Wednesday, December 3, 2008
Whatever Gets You Through the Day
We all have techniques we rely on to get us through the bad patches, over the humps and out to the other side. When I am feeling overwhelmed with bad news, I have found that thinking about shredder trucks cheers me up. The whole concept of shredding cheers me.
So it was especially serendipitous that, as I sat here bemoaning (going from the personal to the public): my clogged sinuses, the plague of flies in the house (Saint Bernard is still AWOL), Bruno’s limp, CSB’s disappearing drill bits, The mystery of the green pumpkins, the spate of bad news at my publishers culminating with the resignation of the much-admired Becky Saletan, the economy, the war and global warming – the phone rang with an automated messaged from Westchester county informing me that because Westchester county is so concerned with my vulnerability to identity theft, I can bring up to four boxes of documents (minus staples, clips, snaps, and zippers) down to the train station this Sunday and feed them into the maw of the County's MOBILE SHREDDING UNIT.

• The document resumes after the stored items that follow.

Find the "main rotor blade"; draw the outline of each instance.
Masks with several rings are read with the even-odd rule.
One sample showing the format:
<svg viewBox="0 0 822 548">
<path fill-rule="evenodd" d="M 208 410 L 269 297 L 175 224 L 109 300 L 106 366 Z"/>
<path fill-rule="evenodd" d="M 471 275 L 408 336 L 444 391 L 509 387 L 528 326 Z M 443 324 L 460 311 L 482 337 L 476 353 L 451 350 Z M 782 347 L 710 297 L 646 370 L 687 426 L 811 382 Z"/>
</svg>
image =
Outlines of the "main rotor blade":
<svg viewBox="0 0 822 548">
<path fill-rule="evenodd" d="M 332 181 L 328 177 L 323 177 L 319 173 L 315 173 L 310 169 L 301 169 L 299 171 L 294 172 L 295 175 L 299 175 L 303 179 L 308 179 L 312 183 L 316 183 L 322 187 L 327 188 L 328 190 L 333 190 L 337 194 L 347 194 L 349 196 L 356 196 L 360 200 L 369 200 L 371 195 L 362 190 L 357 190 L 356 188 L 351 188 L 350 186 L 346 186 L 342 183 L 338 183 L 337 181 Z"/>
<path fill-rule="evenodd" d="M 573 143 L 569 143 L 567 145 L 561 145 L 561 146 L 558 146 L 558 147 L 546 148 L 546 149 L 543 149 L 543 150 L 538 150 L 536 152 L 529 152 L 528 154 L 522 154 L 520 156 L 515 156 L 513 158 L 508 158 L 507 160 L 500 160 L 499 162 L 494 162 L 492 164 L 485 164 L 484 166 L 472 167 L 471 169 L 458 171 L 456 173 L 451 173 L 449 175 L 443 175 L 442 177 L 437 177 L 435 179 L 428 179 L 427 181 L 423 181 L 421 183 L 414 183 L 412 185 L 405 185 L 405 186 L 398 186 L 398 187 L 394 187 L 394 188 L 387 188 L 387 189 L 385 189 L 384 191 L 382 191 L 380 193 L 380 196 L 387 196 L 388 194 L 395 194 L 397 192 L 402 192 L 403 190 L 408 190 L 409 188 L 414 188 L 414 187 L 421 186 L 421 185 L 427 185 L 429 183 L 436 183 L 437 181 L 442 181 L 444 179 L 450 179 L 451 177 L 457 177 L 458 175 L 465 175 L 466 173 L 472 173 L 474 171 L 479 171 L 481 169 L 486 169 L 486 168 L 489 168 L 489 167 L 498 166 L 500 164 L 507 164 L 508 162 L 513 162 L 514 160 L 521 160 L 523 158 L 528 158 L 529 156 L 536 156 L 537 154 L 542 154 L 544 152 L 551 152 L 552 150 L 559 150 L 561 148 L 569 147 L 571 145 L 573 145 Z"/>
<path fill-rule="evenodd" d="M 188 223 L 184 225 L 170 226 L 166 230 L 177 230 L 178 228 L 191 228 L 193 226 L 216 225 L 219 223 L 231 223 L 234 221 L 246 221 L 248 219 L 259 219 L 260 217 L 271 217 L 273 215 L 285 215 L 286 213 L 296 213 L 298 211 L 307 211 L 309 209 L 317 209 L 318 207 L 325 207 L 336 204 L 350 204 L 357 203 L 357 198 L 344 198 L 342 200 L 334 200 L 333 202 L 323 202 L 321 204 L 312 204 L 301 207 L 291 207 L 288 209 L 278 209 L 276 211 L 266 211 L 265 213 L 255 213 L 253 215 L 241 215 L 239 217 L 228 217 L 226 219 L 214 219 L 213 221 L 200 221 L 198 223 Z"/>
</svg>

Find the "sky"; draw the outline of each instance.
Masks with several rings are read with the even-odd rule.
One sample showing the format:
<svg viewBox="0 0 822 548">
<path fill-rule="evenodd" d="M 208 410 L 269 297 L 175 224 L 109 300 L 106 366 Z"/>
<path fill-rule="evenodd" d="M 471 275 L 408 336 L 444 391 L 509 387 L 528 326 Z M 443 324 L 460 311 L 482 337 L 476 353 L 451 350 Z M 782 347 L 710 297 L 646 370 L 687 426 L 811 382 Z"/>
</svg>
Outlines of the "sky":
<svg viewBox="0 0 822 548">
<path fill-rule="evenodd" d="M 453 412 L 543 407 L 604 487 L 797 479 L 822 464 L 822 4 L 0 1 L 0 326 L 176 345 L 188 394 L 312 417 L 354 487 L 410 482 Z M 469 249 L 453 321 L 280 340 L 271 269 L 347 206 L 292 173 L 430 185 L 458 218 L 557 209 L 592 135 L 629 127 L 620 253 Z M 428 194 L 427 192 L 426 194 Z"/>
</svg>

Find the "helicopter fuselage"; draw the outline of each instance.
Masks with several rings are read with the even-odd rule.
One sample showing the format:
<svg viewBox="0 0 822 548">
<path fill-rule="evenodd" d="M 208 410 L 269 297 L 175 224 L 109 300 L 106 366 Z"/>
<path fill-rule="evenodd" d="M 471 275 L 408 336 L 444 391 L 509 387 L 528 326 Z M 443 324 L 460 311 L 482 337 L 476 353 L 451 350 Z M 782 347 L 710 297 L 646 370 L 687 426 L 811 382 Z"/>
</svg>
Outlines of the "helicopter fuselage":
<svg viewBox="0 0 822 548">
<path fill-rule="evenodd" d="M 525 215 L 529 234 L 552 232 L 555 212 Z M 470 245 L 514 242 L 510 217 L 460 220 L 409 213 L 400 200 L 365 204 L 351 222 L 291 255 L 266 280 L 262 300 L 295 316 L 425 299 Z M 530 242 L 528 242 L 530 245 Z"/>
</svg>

Here is a shredding fact: during the Iran hostage crisis in 1979 the US embassy shredded all their documents as fast as they could. Later, when the Iranians took over the embassy they gathered up all the shredded paper and turned it over to local carpet weavers, who put it all back together to provide the Iranians with irrefutable evidence of the Americans' Imperialist designs. That must surely rank high on the list of Tedious Jobs of Dubious Worthiness.